Belanghebbende voerde aan dat hij door problemen met zijn (voormalig) gemachtigde en de ziekte van zijn echtgenote niet in staat was om tijdig bezwaar te maken. De rechtbank oordeelde echter dat deze omstandigheden niet voldoende waren om de termijnoverschrijding als verschoonbaar te kwalificeren.
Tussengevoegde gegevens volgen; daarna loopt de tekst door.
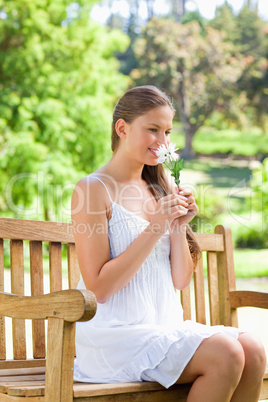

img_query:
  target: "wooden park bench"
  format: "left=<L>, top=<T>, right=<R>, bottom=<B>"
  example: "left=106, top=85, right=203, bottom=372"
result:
left=0, top=217, right=267, bottom=401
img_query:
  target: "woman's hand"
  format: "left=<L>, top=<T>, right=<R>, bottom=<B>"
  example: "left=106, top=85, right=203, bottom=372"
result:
left=170, top=187, right=198, bottom=231
left=149, top=193, right=189, bottom=233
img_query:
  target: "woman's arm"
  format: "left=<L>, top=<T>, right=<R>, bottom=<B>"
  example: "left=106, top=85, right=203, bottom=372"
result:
left=169, top=187, right=199, bottom=290
left=169, top=228, right=194, bottom=290
left=71, top=177, right=187, bottom=303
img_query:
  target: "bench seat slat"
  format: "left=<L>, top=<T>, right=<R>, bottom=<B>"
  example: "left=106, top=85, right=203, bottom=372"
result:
left=0, top=359, right=46, bottom=370
left=73, top=383, right=192, bottom=401
left=0, top=375, right=45, bottom=382
left=74, top=390, right=190, bottom=402
left=73, top=381, right=168, bottom=397
left=0, top=381, right=44, bottom=394
left=1, top=381, right=191, bottom=399
left=7, top=385, right=45, bottom=397
left=0, top=367, right=45, bottom=377
left=0, top=393, right=44, bottom=402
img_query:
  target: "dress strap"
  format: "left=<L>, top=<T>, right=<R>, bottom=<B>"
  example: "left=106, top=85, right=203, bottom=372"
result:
left=92, top=176, right=113, bottom=203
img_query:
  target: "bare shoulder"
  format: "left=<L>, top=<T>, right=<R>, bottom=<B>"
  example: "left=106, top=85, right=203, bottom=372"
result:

De rechtbank benadrukte dat belanghebbende zelf verantwoordelijk is voor het tijdig indienen van zijn bezwaarschrift en dat problemen met een gemachtigde voor zijn risico komen.
De rechtbank verklaarde het beroep tegen de uitspraak op bezwaar ongegrond en het beroep tegen de ambtshalve beslissing niet-ontvankelijk, omdat de bezwaarfase niet was doorlopen. De rechtbank droeg de inspecteur op om het beroepschrift als bezwaarschrift in behandeling te nemen. Er werd geen proceskostenveroordeling uitgesproken. Deze uitspraak is openbaar gemaakt op www.rechtspraak.nl.